I've seen several posts here and elsewhere touting RSS support or advocating a resurgence of RSS.

In my experience Atom, and the Atom Publishing Protocol, are much superior technically to RSS. There's a JSON version, richer vocabulary, more specific about the content being transmitted, Atom is an IETF standard, namespaces support, and full internationalization.

However, RSS seems to be the one in resurgence. I'm looking for people thoughts on why. I'd also love thoughts on how Atom could have its own resurgence.

Some of the differences are also discussed in more detail here: http://www.differencebetween.net/technology/difference-between-rss-and-atom/

  • by MatthiasPortzel on 12/11/23, 1:29 PM

    People use RSS to describe the idea; the fact that the actual technology is frequently Atom is poorly understood. People still use “SSL” to refer to tunneled encryption even though the SSL protocol is no longer in common use.
  • by ttepasse on 12/11/23, 7:47 PM

    Technical nitpick: JSONFeed is something different and can’t express the full Atom data model.
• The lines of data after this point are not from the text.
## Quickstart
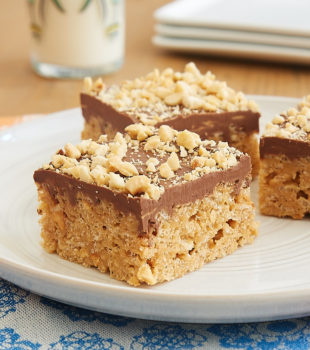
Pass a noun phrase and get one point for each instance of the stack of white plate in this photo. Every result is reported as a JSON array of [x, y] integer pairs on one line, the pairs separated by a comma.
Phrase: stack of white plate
[[277, 30]]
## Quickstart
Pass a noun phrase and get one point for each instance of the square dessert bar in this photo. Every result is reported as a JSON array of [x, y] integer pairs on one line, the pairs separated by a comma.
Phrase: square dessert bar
[[148, 206], [284, 177], [183, 100]]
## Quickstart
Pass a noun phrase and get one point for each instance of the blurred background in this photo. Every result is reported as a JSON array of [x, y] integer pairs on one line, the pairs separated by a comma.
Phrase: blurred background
[[22, 91]]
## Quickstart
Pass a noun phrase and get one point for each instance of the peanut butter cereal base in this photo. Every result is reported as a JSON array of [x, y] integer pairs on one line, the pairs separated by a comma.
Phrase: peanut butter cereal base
[[98, 235], [284, 186]]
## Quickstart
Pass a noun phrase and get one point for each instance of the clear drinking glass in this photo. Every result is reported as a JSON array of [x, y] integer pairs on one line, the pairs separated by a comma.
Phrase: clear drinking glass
[[76, 38]]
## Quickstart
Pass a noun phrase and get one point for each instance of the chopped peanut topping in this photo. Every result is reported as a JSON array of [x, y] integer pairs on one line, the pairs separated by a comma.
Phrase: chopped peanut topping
[[146, 160], [293, 123], [159, 96]]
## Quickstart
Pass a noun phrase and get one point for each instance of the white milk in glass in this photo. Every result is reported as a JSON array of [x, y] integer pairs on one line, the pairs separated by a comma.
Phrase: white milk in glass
[[76, 38]]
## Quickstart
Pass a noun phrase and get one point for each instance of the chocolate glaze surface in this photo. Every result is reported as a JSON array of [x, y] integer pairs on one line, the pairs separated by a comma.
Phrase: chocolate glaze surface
[[204, 124], [145, 209], [293, 149]]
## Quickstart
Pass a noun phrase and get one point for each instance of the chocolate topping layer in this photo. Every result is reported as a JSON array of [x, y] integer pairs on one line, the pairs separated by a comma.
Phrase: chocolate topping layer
[[292, 148], [146, 209], [204, 124]]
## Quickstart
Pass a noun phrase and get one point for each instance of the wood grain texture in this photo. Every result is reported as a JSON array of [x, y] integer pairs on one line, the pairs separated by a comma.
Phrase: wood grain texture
[[22, 91]]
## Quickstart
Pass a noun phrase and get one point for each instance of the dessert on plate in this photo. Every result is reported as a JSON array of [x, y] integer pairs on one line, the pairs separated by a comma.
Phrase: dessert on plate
[[147, 206], [284, 178], [183, 100]]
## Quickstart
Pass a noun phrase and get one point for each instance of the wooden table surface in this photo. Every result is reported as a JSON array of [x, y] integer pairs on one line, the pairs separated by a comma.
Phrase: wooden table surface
[[23, 92]]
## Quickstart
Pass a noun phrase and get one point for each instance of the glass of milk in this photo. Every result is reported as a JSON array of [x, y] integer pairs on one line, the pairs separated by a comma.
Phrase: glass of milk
[[76, 38]]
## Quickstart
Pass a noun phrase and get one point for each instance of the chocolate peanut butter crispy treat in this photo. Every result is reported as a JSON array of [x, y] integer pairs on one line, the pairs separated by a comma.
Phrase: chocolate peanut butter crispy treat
[[148, 206], [284, 177], [187, 100]]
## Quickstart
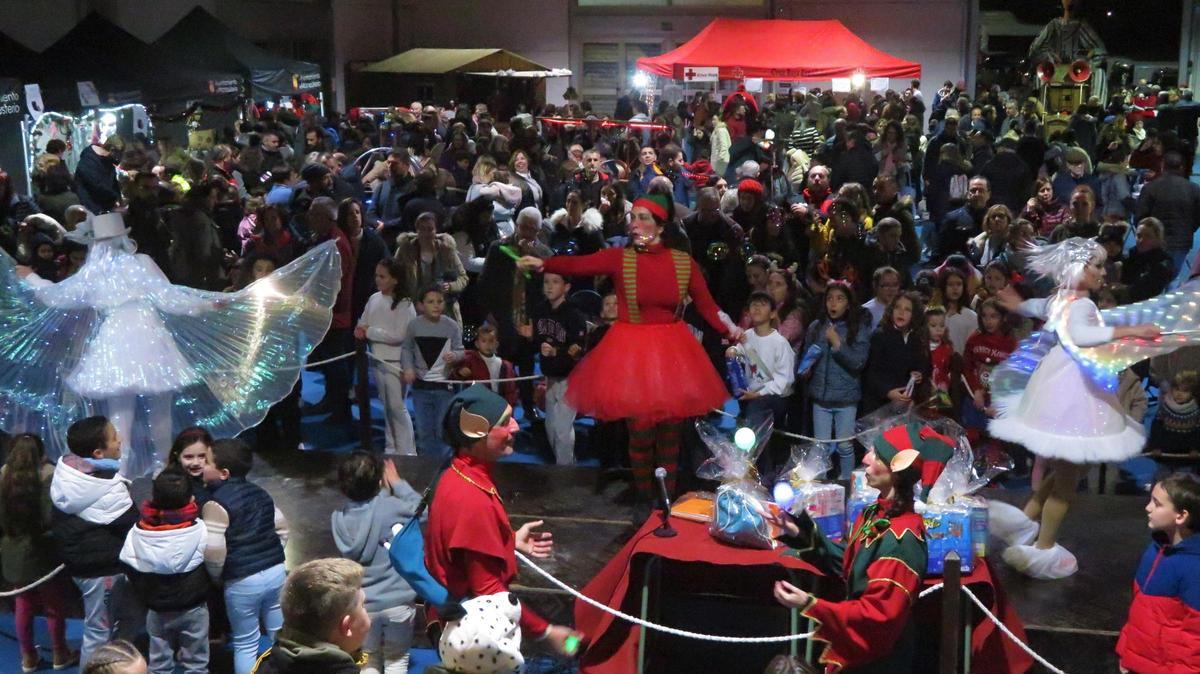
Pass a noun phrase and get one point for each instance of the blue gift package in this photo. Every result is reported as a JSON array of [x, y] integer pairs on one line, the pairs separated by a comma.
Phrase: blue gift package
[[948, 528]]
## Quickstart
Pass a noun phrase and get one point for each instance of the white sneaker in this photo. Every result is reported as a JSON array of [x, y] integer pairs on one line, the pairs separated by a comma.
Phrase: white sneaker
[[1011, 524], [1044, 564]]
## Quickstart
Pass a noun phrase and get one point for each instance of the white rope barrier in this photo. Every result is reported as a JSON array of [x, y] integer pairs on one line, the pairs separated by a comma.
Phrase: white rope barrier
[[327, 361], [991, 617], [397, 369], [649, 625], [811, 439], [720, 638], [35, 583], [1009, 635]]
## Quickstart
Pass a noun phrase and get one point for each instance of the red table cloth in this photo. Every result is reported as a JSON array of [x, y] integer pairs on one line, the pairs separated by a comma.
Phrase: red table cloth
[[613, 643]]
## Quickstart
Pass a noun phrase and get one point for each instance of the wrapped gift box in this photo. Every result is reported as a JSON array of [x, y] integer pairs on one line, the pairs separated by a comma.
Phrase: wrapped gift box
[[826, 504], [948, 528], [978, 506]]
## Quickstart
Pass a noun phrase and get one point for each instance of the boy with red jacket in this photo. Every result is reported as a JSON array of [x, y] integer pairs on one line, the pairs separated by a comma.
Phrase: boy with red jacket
[[484, 365], [1164, 617]]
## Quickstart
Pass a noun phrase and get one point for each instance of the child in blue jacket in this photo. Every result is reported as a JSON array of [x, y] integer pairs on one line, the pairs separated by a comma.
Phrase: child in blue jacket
[[1161, 636], [835, 351]]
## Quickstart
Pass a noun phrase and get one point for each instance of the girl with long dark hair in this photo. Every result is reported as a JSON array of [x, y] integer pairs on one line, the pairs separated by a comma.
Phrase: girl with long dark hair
[[837, 348], [27, 551], [191, 451]]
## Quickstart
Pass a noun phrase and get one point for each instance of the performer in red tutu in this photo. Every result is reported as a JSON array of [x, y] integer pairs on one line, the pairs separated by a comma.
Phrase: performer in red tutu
[[649, 368]]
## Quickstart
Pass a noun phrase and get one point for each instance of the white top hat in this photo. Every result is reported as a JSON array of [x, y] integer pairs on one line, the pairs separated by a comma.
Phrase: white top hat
[[108, 226]]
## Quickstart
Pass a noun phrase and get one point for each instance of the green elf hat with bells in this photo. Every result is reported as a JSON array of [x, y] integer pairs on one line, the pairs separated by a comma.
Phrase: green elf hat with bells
[[473, 413], [912, 444]]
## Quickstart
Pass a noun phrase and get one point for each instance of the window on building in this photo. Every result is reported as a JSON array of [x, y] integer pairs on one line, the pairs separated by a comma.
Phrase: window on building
[[609, 71]]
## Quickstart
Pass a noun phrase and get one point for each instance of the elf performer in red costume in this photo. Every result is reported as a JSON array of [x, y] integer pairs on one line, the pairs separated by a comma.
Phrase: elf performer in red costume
[[882, 561], [471, 546], [649, 368]]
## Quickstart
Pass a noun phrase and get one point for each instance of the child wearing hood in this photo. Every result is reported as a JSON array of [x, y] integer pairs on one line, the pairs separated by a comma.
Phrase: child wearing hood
[[378, 499], [93, 512], [163, 555]]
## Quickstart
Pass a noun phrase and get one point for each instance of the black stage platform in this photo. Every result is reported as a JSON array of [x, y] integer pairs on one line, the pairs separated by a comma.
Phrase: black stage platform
[[1073, 623]]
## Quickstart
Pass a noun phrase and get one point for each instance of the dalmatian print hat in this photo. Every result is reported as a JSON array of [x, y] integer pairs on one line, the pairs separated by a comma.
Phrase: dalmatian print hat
[[487, 639]]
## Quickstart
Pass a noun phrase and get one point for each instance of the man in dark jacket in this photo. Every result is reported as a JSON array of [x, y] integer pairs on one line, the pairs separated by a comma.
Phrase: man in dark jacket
[[509, 295], [369, 251], [324, 620], [1175, 202], [856, 164], [96, 175], [960, 224], [1149, 269], [93, 512], [715, 241], [391, 194], [1011, 179]]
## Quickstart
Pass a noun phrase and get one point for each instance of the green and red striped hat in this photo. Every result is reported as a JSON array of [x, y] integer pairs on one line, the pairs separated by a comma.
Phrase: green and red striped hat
[[912, 444], [658, 204]]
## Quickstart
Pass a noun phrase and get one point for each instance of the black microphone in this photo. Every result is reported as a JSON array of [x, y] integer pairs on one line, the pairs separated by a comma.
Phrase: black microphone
[[665, 530]]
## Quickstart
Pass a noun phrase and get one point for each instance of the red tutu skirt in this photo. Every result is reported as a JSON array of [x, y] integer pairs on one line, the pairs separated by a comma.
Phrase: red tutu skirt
[[653, 372]]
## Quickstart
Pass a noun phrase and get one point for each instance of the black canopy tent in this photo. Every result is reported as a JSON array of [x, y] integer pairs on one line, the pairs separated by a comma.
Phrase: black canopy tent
[[124, 70], [16, 59], [204, 41]]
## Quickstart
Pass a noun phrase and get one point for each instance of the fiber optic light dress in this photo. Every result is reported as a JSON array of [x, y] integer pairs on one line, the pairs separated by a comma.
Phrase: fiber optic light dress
[[649, 365], [119, 329], [1056, 393]]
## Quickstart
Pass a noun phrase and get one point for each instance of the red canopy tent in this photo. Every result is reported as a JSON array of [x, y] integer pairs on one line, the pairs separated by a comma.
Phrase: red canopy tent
[[778, 49]]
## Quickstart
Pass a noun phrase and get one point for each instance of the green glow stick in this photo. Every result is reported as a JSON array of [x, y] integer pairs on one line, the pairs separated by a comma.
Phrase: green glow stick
[[508, 251]]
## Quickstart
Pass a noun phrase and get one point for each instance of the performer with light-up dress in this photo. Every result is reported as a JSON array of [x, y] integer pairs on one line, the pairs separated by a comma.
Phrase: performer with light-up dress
[[119, 330], [1056, 393]]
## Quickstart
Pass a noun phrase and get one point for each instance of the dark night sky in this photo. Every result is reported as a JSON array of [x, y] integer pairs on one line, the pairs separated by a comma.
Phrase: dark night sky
[[1140, 29]]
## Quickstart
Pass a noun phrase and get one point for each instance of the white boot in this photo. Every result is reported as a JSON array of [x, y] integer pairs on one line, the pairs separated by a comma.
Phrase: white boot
[[1045, 564], [1011, 524]]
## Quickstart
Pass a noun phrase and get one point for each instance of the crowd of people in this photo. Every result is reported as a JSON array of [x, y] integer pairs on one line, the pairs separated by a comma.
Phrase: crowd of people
[[858, 250]]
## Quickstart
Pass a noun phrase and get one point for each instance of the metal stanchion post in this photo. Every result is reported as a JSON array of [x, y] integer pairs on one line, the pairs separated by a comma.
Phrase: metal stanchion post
[[363, 393], [952, 612]]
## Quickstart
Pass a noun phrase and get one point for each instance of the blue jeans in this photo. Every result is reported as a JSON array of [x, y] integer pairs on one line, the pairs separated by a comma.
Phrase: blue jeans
[[430, 405], [831, 422], [111, 611], [251, 601]]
    I n'th the suggestion that “RSS” has annoyingly become the general term for feeds, maybe because the latter term is maybe too generic.

    But RSS also has a technical holdout because the major podcasting platforms and players seem to only support RSS. Apple’s Podcasting directory stopped supporting Atom feeds last year. It shouldn't be, Atom feeds can do anything and you can of course use the necessary extension elements in Atom – but culturally the podcasting ecosystem is on this weird road.

  • by fabianholzer on 12/11/23, 1:32 PM

    I think people use the term RSS pars pro toto for the generic idea of feeds.